Sebagai dua negara yang turut menginisiasi lahirnya ASEAN hubungan baik Indonesia-Malaysia sangat penting.
Oleh
REDAKSI
·2 menit baca
Kunjungan singkat Menteri Pertahanan Prabowo Subianto ke Selangor, Malaysia pada Rabu (3/4/2024) lalu merupakan peristiwa menarik. Kunjungan itu dilakukan seusai Prabowo – sebagai pemenang pilpres – memenuhi undangan Pemerintah China dan bertemu Presiden Xi Jinping. Kunjungan itu lantas dilanjutkan dengan kunjungan ke Tokyo, Jepang. Di Tokyo, Prabowo di terima oleh Perdana Menteri Fumio Kishida.
Kehadiran Prabowo ke China dan Jepang merefleksikan upaya Indonesia mengelola kompetisi dua kekuatan utama dunia.
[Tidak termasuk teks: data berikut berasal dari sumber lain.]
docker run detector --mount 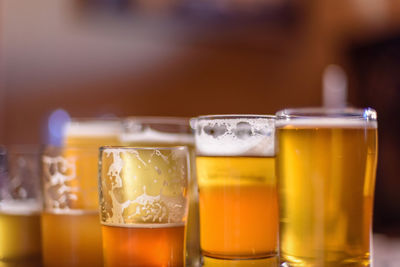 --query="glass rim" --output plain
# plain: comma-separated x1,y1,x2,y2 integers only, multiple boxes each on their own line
41,145,100,156
276,107,377,121
6,144,44,155
192,114,276,120
99,145,189,152
122,116,190,126
67,117,121,123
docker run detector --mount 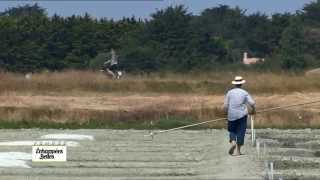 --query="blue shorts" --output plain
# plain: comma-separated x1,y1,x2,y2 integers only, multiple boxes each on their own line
228,116,247,146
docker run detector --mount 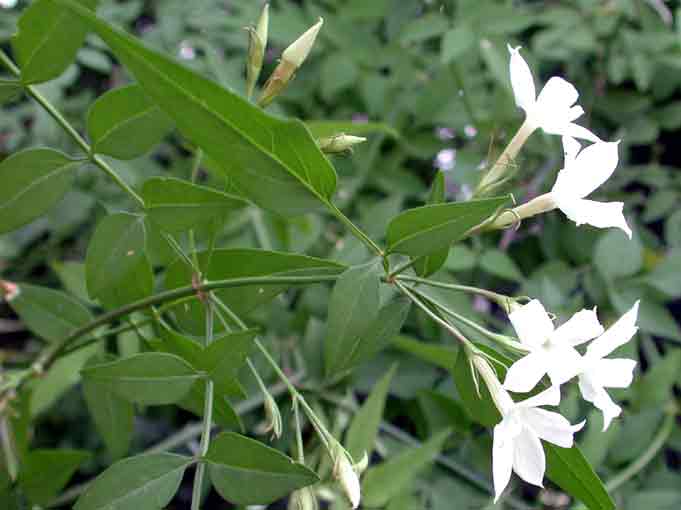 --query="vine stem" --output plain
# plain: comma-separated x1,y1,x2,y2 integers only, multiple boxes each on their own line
0,49,144,207
191,301,215,510
5,275,338,387
327,202,385,258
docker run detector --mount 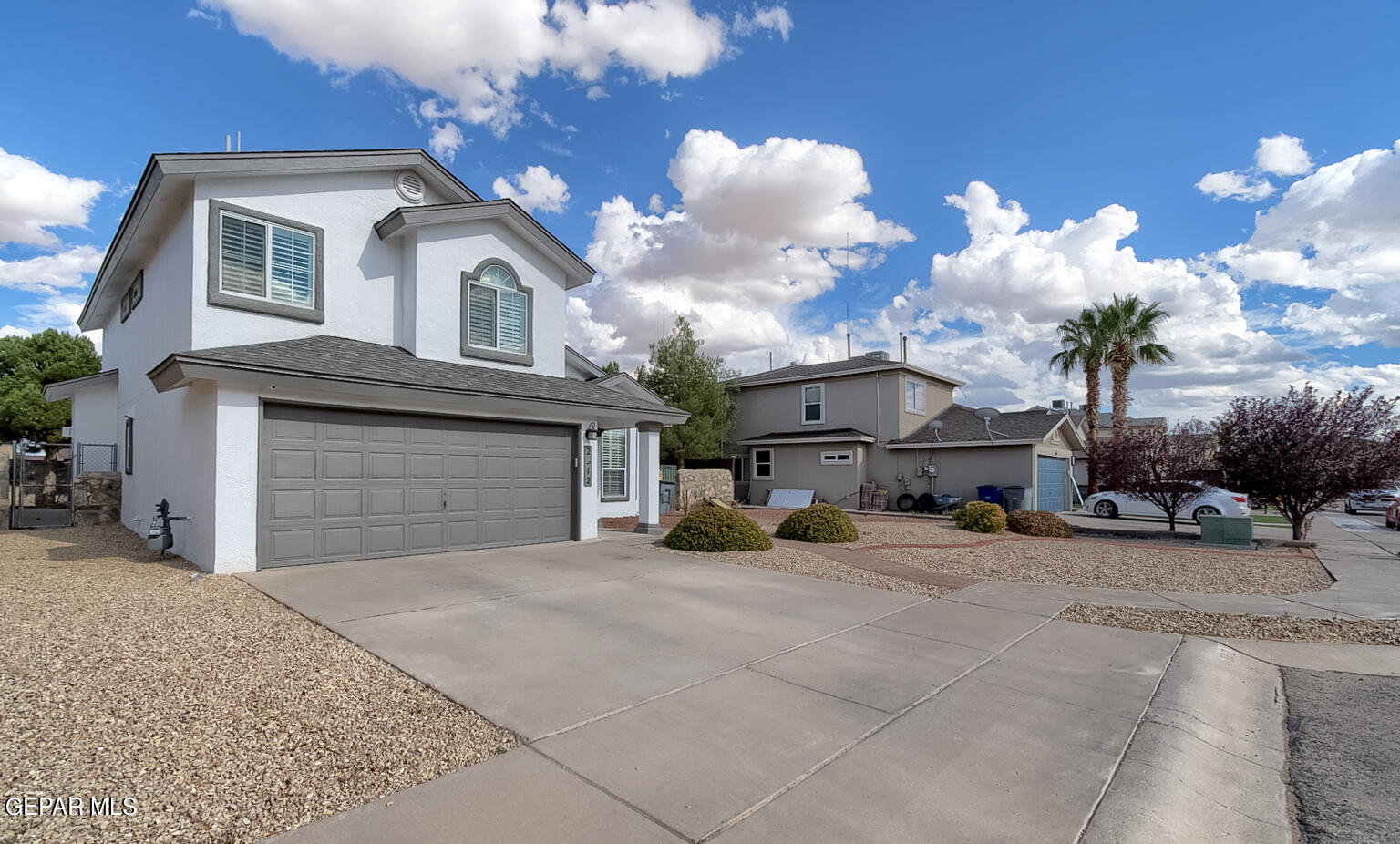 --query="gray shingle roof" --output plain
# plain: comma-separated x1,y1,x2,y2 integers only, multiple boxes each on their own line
729,357,963,389
893,405,1064,445
160,335,684,413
Di kawasan, China dan Jepang dapat dilihat sebagai representasi dua kutub baru dunia. Beijing mewakili kemapanan baru China di kancah dunia, sementara Jepang “mewakili” wajah Barat dan Amerika Serikat di Asia.
Indonesia sebagai kekuatan menengah yang dalam beberapa tahun terakhir cukup lihai memainkan posisi dan kapasitasnya – termasuk sebagai pemimpin tradisional ASEAN – memang perlu menjaga relevansi perhimpunan itu di kancah regional dan global. Kunjungan Prabowo ke Malaysia seusai melawat ke China dan Jepang sepantasnya ditempatkan dalam konteks tersebut.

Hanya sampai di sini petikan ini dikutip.